You are currently browsing the tag archive for the ‘Jordan Ellenberg’ tag.

A capset in the vector space ${{\bf F}_3^n}$ over the finite field ${{\bf F}_3}$ of three elements is a subset ${A}$ of ${{\bf F}_3^n}$ that does not contain any lines ${\{ x,x+r,x+2r\}}$, where ${x,r \in {\bf F}_3^n}$ and ${r \neq 0}$. A basic problem in additive combinatorics (discussed in one of the very first posts on this blog) is to obtain good upper and lower bounds for the maximal size of a capset in ${{\bf F}_3^n}$.

Trivially, one has ${|A| \leq 3^n}$. Using Fourier methods (and the density increment argument of Roth), the bound of ${|A| \leq O( 3^n / n )}$ was obtained by Meshulam, and improved only as late as 2012 to ${O( 3^n /n^{1+c})}$ for some absolute constant ${c>0}$ by Bateman and Katz. But in a very recent breakthrough, Ellenberg (and independently Gijswijt) obtained the exponentially superior bound ${|A| \leq O( 2.756^n )}$, using a version of the polynomial method recently introduced by Croot, Lev, and Pach. (In the converse direction, a construction of Edel gives capsets as large as ${(2.2174)^n}$.) Given the success of the polynomial method in superficially similar problems such as the finite field Kakeya problem (discussed in this previous post), it was natural to wonder that this method could be applicable to the cap set problem (see for instance this MathOverflow comment of mine on this from 2010), but it took a surprisingly long time before Croot, Lev, and Pach were able to identify the precise variant of the polynomial method that would actually work here.

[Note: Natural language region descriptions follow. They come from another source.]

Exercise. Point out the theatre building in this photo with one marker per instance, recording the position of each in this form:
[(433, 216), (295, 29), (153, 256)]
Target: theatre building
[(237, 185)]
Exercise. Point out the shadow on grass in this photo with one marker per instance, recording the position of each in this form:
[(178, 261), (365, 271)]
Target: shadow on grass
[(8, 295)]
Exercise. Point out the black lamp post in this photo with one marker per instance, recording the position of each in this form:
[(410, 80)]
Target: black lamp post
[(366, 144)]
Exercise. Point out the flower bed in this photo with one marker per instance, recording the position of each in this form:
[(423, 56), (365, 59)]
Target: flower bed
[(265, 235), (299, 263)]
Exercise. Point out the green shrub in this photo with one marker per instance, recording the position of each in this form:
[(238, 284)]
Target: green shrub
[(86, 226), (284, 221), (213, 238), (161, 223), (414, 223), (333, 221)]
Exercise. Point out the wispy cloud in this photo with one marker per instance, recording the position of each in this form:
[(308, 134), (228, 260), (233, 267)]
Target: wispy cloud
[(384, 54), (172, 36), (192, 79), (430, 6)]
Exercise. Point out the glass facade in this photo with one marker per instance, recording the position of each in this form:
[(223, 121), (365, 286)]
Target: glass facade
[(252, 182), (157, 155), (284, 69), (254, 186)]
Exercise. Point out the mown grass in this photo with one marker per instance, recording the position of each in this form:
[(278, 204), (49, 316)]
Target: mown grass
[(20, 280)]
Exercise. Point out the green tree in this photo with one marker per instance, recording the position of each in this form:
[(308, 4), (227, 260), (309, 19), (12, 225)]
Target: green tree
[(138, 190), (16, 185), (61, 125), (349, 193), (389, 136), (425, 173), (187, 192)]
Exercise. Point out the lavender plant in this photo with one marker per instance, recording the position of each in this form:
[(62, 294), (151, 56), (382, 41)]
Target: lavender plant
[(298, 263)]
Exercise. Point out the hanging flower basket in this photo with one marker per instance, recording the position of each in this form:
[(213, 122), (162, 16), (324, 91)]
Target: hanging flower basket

The proof of the capset bound is very short (Ellenberg’s and Gijswijt’s preprints are both 3 pages long, and Croot-Lev-Pach is 6 pages), but I thought I would present a slight reformulation of the argument which treats the three points on a line in ${{\bf F}_3}$ symmetrically (as opposed to treating the third point differently from the first two, as is done in the Ellenberg and Gijswijt papers; Croot-Lev-Pach also treat the middle point of a three-term arithmetic progression differently from the two endpoints, although this is a very natural thing to do in their context of ${({\bf Z}/4{\bf Z})^n}$). The basic starting point is this: if ${A}$ is a capset, then one has the identity

$\displaystyle \delta_{0^n}( x+y+z ) = \sum_{a \in A} \delta_a(x) \delta_a(y) \delta_a(z) \ \ \ \ \ (1)$

for all ${(x,y,z) \in A^3}$, where ${\delta_a(x) := 1_{a=x}}$ is the Kronecker delta function, which we view as taking values in ${{\bf F}_3}$. Indeed, (1) reflects the fact that the equation ${x+y+z=0}$ has solutions precisely when ${x,y,z}$ are either all equal, or form a line, and the latter is ruled out precisely when ${A}$ is a capset.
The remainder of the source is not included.